U.S. Steel wins tax breaks from one of America's poorest cities - howard941
https://www.reuters.com/article/us-steel-gary-insight/u-s-steel-wins-tax-breaks-from-one-of-americas-poorest-cities-idUSKCN1PX17D
======
glial
>> U.S. Steel's 2018 profits shot up to $1.12 billion, from $387 million the
previous year.

>> the city and state offered the firm a $47 million tax break package.

How is this different than the city being held hostage by the organization in
question? There was a recent article about ExxonMobile being denied tax breaks
by a small town in Louisiana[1], which was unusual enough to set off corporate
alarm bells and resulted in much civic hand-wringing. I understand that cities
and states want to be attractive places to do business. However, the ability
for locations to offer company-specific tax breaks allows companies to pit
cities against each other ( _cough_ Amazon) and avoid paying to support local
services like schools, parks, police, etc.

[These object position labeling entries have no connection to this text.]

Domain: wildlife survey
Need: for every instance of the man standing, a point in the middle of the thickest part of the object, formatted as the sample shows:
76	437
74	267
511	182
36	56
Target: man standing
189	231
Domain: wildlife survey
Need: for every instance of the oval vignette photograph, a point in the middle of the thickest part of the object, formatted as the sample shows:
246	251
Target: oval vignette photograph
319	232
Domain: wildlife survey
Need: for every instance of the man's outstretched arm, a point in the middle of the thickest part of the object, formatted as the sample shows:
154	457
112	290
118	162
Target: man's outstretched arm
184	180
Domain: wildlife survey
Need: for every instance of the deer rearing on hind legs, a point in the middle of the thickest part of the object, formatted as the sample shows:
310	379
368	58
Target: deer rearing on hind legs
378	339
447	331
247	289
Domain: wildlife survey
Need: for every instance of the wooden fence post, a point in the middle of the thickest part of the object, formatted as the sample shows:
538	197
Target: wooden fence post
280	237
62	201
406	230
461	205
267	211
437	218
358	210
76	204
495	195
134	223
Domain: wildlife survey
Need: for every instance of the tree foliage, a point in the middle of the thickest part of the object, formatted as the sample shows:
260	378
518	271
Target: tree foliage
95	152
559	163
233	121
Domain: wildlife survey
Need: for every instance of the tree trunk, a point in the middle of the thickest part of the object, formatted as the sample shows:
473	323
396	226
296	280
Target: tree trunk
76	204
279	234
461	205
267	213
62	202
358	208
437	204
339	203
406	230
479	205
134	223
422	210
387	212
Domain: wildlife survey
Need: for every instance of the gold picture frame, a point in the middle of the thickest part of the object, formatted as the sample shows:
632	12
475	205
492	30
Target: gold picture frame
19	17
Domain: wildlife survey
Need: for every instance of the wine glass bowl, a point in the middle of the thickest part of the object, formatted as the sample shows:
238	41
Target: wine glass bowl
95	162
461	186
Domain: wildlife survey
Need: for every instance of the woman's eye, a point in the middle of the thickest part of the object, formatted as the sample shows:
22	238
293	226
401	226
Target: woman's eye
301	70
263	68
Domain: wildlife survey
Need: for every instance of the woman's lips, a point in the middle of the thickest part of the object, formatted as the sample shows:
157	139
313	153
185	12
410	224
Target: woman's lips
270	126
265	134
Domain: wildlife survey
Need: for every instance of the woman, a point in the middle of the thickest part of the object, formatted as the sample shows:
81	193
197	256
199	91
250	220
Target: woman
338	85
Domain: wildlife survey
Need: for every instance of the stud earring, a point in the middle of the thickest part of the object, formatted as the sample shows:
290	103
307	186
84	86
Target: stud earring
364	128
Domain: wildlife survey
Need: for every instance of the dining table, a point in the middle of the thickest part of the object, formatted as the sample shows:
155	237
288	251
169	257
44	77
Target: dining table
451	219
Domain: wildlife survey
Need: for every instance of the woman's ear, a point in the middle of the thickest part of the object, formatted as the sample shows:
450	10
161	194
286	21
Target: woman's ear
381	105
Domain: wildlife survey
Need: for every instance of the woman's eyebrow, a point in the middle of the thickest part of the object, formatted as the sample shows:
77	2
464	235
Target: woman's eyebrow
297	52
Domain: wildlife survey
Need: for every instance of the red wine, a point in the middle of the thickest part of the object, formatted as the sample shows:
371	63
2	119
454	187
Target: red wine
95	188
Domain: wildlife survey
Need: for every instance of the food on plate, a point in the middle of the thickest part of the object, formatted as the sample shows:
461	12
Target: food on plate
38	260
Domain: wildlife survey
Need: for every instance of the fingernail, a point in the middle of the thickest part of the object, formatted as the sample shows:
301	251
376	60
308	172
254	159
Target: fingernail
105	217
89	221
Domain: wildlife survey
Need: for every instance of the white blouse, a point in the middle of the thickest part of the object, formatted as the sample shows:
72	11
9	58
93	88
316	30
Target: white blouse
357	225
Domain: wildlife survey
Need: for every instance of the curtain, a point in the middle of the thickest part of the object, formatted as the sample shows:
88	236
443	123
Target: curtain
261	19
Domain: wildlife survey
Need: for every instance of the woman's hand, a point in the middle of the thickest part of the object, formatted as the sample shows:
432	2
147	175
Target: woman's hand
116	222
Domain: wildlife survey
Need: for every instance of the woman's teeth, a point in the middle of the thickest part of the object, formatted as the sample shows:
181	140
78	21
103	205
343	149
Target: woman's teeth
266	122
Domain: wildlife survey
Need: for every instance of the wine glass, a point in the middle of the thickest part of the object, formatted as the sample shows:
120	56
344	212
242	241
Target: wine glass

Would we not be better off as a society if business-specific tax breaks were
not an option? Wouldn't that 'level the playing field'? Wouldn't it decrease
the incentive for local governments to gamble the city's financial future,
placing bets on the whims of corporate boards? Can someone tell me what I'm
missing?

[1] [https://www.nytimes.com/2019/02/05/us/louisiana-itep-
exxon-m...](https://www.nytimes.com/2019/02/05/us/louisiana-itep-exxon-
mobil.html)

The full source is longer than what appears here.